Wenn ich die ersten beide oberen weglasse, dann kommt ein XML - Verarbeitungsfehler...
Was mache ich falsch?


----------



## Antoras (2. Jul 2010)

Der servlet-class-Tag war ein Beispiel. Da musst du natürlich den Namen + Package-Pfad deines Servlets eintragen.


----------



## internet (16. Jul 2010)

wie sieht das Servlet aus?
Ist das ein JAVA Code?!


----------



## internet (26. Jul 2010)

kann mir niemand weiterhelfen?


----------



## maki (26. Jul 2010)

internet hat gesagt.:


> kann mir niemand weiterhelfen?


Nein, so nicht.

Du musst dich schon in die Grundlagen einarbeiten und spezifische Fragen stellen.
Servlets sind absolute Grundlagen, die musst du kennen wenn du Java WebApps schreiben willst.


----------



## internet (26. Jul 2010)

naja ich brauch doch NICHT zwingend eine EIGENE Servlet - Klasse...
Habe sowas noch nicht gemacht - und das ist nicht die erste WebApp, die ich schreibe


----------



## Semerzo (28. Jul 2010)

Wenn Du mehr Macht über deine URLs haben möchtest, schau doch mal bei PrettyFaces rein.

Das kann unter anderem das was Du willst, aber noch einiges mehr und dürfte auch mit Einarbeitung verbunden sein.

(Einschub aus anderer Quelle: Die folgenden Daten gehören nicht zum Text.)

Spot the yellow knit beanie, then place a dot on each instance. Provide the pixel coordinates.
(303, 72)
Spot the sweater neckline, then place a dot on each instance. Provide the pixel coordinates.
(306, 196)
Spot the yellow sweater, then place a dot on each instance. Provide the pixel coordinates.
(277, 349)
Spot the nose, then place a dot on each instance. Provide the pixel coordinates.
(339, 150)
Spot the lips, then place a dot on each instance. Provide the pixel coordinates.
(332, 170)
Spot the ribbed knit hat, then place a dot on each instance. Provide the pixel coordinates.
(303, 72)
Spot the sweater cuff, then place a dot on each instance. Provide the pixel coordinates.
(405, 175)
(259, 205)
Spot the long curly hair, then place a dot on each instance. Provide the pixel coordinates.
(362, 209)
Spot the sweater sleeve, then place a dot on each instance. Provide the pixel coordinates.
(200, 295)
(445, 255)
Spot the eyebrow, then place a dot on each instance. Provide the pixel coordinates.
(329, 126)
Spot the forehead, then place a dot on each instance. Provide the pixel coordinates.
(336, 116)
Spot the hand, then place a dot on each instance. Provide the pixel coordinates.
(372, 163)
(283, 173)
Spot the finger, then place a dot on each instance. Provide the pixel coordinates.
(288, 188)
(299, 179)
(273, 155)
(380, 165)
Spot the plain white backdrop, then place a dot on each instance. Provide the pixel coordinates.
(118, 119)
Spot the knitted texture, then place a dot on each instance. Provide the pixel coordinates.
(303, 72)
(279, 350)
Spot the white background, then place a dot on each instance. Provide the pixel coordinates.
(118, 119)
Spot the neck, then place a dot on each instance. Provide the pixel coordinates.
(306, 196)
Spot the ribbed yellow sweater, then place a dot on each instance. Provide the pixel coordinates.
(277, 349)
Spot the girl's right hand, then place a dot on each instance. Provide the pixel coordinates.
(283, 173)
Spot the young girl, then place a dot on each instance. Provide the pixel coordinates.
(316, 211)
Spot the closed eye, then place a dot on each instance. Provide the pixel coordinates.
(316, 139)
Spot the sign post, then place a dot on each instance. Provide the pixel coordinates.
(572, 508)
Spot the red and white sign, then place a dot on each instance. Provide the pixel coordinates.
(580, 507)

In den Zeilen 7 und 11 siehst Du, wie eine technische URL auf das gemappt wird, was der Anwender sehen soll.

[XML]<pretty-config
	xmlns="http://ocpsoft.com/prettyfaces-xsd"
	xmlns:xsi="http://www.w3.org/2001/XMLSchema-instance"
	xsi:schemaLocation="http://ocpsoft.com/prettyfaces-xsd 
	http://ocpsoft.com/xml/ns/prettyfaces/pretty-1.0.xsd">
	<url-mapping id="login">
		<pattern> /login </pattern>
		<view-id> /legacy/user/login.jsp </view-id> <!-- Non JSF View Id -->
	</url-mapping>
	<url-mapping id="register">
		<pattern> /register </pattern>
		<view-id>/faces/user/register.jsf</view-id> <!-- JSF View Id -->
	</url-mapping>
</pretty-config>[/XML]


----------



## internet (28. Jul 2010)

Vielen Dank,
aber muss ich dann JEDE Seite in der web.xml Seite einzeln dafür angeben?


----------



## ARadauer (28. Jul 2010)

Ich denke nicht, dass er ein Servlete schreiben will. Ich glaube er will einfache mod_rewrite machen.. konfiguriert man am apache
URL Rewriting Guide - Apache HTTP Server ...


----------